Period adaptation of real-time control tasks with fixed-priority scheduling in cyber-physical systems

• Published in: Journal of systems architecture Vol. 103; p. 101691
• Main Authors: Dai, Xiaotian, Burns, Alan
• Format: Journal Article
• Language: English
• Published: Elsevier B.V 01.02.2020
• Subjects: Ada; Adaptive scheduling; Control-scheduling co-design; Cyber-physical systems; Digital twin; Model-based engineering; Period adaptation; Control-scheduling co-design; Adaptive scheduling; Digital twin; Period adaptation; Cyber-physical systems; Model-based engineering; Ada
• ISSN: 1383-7621
• DOI: 10.1016/j.sysarc.2019.101691

Long-lived, non-stop cyber-physical systems (CPS) are subject to evolutionary changes that can undermine the guarantees of schedulability that were verified at the time of deployment.
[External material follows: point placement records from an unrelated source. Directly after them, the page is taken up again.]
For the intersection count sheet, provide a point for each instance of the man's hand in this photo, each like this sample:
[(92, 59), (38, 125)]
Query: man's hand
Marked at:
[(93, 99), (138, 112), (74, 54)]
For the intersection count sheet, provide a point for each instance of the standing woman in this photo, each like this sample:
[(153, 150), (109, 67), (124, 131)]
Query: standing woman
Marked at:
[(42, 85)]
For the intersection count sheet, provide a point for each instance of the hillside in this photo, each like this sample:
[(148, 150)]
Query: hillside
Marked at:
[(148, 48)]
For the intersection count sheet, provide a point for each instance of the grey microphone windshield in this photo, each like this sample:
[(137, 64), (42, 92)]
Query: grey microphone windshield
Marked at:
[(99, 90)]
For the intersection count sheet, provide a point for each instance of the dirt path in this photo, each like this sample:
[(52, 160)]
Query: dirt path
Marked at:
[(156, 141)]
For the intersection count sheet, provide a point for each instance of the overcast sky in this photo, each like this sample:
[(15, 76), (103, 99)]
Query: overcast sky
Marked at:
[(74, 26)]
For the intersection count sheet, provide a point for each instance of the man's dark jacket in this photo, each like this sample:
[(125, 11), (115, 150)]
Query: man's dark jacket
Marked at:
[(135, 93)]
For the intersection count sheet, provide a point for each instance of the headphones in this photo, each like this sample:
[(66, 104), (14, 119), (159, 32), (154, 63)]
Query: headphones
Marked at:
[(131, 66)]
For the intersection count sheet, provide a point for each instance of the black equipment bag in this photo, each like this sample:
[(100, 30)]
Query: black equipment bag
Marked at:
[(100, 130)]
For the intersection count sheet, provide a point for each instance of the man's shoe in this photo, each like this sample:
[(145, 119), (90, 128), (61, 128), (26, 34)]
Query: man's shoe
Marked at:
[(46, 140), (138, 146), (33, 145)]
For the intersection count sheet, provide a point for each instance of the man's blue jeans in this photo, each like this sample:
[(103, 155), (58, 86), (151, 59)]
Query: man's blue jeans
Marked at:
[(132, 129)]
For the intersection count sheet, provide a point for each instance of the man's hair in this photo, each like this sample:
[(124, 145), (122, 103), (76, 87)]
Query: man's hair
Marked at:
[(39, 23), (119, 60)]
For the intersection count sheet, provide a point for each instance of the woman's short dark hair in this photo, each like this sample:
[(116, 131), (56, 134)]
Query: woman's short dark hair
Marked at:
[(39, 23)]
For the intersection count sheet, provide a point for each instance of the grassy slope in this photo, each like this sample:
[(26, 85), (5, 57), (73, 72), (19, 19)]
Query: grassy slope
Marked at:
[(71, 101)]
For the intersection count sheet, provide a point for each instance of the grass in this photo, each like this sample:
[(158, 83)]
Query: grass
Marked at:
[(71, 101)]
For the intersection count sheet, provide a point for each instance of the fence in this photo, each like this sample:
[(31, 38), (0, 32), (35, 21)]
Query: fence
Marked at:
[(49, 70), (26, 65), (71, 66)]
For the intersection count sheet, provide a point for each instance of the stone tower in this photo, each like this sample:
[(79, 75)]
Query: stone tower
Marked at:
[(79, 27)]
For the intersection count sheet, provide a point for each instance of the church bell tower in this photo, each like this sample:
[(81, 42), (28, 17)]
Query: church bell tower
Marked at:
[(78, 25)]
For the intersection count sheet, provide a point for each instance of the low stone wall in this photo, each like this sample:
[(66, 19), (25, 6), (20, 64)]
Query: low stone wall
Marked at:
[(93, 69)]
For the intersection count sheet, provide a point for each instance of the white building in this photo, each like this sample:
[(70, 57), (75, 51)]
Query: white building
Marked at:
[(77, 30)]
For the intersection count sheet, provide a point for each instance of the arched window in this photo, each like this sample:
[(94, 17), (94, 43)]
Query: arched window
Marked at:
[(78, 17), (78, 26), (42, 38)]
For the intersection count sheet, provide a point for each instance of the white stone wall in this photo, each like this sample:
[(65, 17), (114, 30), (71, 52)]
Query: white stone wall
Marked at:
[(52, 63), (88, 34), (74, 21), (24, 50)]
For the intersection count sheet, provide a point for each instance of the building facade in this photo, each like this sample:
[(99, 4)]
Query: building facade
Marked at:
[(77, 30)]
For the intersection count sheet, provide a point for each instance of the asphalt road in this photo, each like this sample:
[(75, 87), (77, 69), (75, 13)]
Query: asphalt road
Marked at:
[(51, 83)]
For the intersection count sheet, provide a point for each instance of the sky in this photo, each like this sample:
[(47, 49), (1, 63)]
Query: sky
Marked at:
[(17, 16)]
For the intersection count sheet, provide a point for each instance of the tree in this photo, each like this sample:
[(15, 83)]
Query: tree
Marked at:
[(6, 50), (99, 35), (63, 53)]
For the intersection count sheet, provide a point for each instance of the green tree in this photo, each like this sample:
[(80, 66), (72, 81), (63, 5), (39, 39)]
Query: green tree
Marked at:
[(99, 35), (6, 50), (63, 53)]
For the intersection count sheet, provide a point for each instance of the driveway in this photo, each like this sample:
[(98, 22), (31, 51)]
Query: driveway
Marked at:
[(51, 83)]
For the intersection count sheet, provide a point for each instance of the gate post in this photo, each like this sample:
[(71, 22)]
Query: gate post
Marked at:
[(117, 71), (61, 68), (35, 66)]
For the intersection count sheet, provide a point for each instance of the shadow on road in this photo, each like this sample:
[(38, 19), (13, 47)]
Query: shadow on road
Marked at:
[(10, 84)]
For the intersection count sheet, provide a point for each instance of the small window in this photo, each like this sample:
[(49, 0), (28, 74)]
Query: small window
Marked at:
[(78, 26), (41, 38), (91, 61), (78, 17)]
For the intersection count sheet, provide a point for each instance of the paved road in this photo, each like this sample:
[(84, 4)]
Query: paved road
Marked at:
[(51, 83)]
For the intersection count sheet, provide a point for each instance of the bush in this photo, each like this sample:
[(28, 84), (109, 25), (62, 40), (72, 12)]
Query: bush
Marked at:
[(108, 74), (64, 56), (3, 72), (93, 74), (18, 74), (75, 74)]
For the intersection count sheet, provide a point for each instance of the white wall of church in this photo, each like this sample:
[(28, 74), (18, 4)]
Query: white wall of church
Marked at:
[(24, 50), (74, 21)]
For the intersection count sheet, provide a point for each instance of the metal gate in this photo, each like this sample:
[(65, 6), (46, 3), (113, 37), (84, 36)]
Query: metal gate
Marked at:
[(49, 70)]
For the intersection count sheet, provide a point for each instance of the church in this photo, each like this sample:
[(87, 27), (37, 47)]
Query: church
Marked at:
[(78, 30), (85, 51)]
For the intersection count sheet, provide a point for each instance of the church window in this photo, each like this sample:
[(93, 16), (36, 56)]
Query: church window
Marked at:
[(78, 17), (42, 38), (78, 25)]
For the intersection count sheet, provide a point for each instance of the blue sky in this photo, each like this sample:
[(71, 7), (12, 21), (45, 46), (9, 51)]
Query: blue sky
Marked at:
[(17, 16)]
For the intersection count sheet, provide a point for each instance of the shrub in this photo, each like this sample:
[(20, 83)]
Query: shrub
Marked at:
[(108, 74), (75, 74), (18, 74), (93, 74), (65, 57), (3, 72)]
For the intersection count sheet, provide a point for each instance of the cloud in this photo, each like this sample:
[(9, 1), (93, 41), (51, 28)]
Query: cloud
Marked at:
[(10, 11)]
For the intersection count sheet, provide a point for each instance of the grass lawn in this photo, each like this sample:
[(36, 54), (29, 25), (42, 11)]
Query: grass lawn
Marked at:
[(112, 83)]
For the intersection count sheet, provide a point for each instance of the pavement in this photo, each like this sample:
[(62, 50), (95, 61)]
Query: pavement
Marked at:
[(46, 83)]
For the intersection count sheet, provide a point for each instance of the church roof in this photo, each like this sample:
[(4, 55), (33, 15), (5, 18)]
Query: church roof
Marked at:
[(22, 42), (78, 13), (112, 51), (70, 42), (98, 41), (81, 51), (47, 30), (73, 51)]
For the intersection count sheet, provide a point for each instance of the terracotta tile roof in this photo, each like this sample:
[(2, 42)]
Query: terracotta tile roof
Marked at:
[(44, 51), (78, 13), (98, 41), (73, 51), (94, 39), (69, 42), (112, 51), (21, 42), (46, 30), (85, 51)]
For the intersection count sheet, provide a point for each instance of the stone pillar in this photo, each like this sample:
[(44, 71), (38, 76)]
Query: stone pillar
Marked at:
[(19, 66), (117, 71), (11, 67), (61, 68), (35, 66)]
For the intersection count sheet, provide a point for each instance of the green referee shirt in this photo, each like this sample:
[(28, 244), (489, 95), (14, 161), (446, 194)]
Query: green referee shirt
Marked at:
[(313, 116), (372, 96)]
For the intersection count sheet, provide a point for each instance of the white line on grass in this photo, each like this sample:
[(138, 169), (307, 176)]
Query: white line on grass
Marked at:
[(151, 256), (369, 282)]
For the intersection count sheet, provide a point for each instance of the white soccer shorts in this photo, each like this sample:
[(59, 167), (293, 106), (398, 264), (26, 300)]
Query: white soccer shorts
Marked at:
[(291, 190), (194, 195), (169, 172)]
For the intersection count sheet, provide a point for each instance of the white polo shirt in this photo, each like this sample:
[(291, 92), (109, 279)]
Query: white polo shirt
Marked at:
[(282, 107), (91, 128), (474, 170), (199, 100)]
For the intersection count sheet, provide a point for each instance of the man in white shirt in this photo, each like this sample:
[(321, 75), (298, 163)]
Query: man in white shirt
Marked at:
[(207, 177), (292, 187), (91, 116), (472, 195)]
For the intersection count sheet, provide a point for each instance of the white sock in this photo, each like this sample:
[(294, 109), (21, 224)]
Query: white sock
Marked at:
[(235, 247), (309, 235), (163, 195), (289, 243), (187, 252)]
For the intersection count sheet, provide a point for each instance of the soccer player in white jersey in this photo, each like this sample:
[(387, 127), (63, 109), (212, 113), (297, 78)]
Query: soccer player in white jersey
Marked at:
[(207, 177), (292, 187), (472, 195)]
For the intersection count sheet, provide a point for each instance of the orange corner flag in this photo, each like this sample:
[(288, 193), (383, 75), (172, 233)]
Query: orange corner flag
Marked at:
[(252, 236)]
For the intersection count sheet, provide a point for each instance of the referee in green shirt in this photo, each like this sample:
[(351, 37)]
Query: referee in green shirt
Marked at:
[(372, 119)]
At the same time, knowledge gleamed from extended periods of execution can be exploited to reduce the uncertainties that were inevitably presented in the system models that are used to define the temporal behaviours of the control tasks. In this paper we utilise this knowledge and present an adaptation method that actively extends the period of control tasks at run-time based on historical measurements. This can lead to lower power consumption or to the accommodation of increased computation resource demands from other components of the CPS. The method relies on online monitoring and model-based prediction to degrade control performance while having a minimal and acceptable impact on ongoing operations. Cloud-based computing is used to facilitate decision making and offload the local computation. We evaluate the effectiveness of the proposed method through control-scheduling co-simulation.